Jessica Duchen sat down with András Schiff to talk about composers Robert Schumann and Felix Mendelssohn.

In the mid 1830s at the Leipzig café Zum Coffe Baum, a group of musicians met regularly to put the world to rights over a beer or several. They called themselves the Davidsbündler – the Band of David, against the anti-artistic philistines – and among them were Felix Mendelssohn, who became conductor of the Gewandhaus Orchestra in 1835, plus their de facto leader, a baffling, experimental, moody, preternaturally imaginative composer named Robert Schumann. In the concert on 22 May Sir András Schiff and the OAE reunite Mendelssohn and Schumann in an inspiring programme centring on the latter’s sole Piano Concerto.

It started life as a single-movement ‘Phantasy’ for piano and orchestra intended for the celebrated young pianist Clara Wieck (whom Schumann married in September 1840). Schiff points out that even after the composer extended it to three movements in 1845, the result remained far from conventional.

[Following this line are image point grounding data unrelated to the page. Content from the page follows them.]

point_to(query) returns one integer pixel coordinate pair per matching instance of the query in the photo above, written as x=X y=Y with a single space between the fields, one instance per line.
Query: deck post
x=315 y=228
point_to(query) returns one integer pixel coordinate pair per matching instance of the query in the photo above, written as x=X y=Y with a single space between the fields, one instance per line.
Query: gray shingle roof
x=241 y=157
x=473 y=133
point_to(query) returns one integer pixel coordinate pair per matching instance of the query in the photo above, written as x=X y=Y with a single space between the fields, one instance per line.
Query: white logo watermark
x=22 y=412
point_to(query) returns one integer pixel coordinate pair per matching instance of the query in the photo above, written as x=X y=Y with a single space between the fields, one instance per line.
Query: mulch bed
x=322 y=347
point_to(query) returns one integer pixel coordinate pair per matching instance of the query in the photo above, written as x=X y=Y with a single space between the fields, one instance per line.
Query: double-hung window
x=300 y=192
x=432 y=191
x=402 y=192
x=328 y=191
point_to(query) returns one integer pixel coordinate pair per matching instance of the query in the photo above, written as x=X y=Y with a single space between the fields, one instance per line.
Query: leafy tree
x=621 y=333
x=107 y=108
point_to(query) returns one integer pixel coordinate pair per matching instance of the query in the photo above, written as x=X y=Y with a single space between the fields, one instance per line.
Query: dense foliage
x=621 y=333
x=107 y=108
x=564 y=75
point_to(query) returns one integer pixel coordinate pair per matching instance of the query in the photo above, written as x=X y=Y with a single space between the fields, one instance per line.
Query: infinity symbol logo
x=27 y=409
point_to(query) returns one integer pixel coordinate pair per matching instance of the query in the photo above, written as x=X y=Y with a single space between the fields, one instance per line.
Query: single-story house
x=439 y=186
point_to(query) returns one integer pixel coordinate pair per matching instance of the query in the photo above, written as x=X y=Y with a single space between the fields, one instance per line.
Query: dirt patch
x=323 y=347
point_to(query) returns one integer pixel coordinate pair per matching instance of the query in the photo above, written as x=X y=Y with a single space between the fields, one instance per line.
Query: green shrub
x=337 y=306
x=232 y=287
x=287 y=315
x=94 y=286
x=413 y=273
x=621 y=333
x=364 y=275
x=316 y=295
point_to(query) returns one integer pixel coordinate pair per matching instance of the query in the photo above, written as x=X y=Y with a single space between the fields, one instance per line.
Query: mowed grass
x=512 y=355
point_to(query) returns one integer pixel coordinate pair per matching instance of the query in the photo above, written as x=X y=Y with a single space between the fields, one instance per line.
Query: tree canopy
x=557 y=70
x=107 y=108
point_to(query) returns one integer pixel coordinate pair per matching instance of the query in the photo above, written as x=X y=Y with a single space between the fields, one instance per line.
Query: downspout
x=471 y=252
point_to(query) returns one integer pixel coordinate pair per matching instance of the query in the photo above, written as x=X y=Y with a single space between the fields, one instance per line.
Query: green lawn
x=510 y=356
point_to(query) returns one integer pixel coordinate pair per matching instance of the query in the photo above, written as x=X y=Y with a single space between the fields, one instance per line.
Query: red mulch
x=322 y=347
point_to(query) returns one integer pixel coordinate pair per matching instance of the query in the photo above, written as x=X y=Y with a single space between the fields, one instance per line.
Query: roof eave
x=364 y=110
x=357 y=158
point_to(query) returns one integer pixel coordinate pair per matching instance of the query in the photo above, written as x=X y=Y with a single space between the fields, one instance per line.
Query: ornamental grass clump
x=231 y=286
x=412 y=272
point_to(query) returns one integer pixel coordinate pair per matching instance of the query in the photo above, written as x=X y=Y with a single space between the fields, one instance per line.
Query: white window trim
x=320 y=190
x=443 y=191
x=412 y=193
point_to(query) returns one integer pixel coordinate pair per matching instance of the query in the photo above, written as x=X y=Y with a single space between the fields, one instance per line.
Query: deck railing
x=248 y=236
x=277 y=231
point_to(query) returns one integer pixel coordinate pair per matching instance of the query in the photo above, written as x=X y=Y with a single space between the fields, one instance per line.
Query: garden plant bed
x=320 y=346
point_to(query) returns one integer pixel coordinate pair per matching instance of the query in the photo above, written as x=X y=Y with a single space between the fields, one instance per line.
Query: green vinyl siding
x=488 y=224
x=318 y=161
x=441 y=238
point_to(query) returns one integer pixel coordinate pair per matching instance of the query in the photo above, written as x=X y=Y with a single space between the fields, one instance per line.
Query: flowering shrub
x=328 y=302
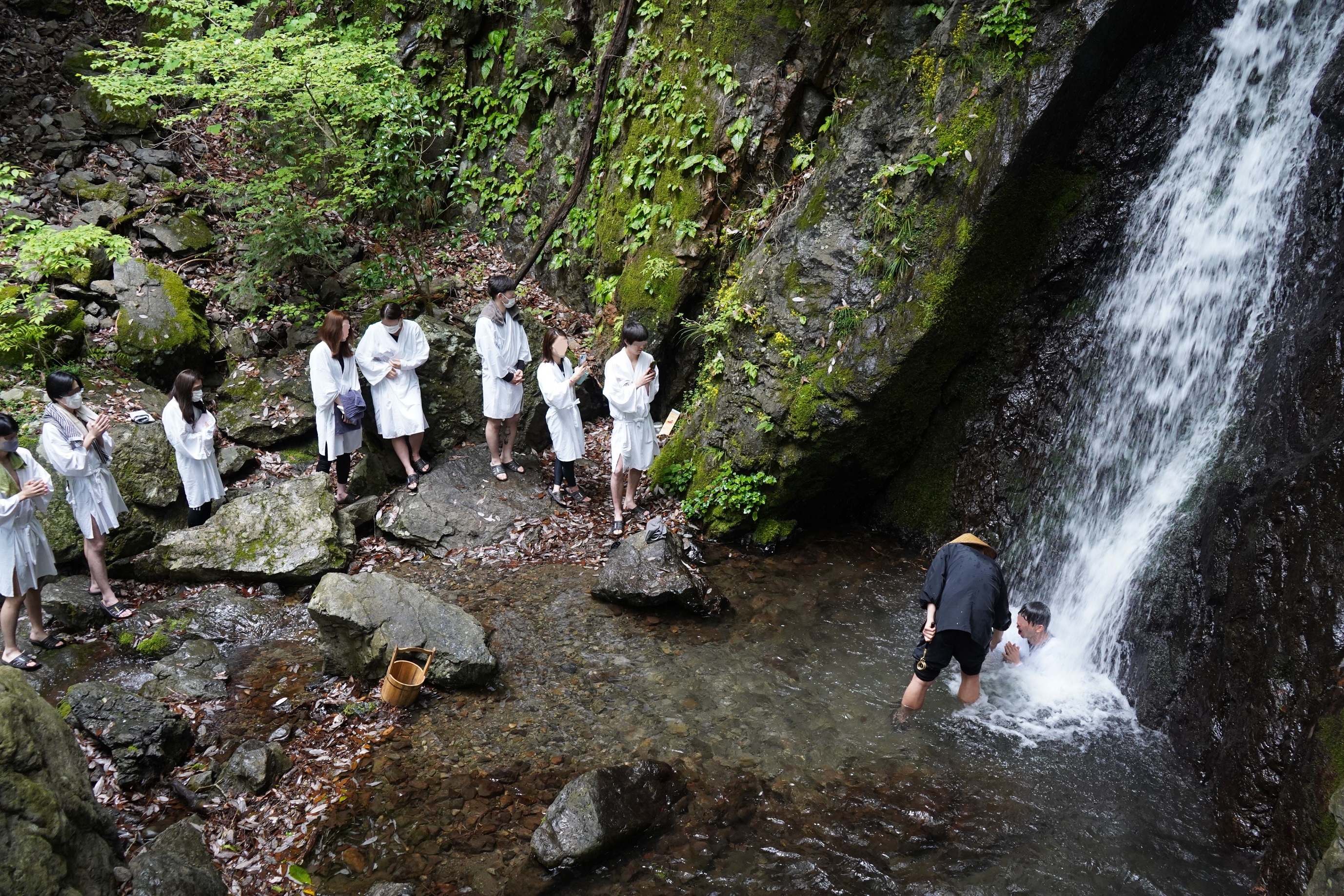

‘It’s a very tricky piece, even with a conductor,’ he says wryly (the ensemble performs tonight without one). ‘Perhaps this is because it’s not really a concerto, but a chamber work. It’s a conversation piece, like a Mozart concerto which doesn’t need a conductor. But here, the forces are larger, the language is different and it’s much freer.’ He describes the piano’s role as not heroic soloist, but rather ‘first among equals’.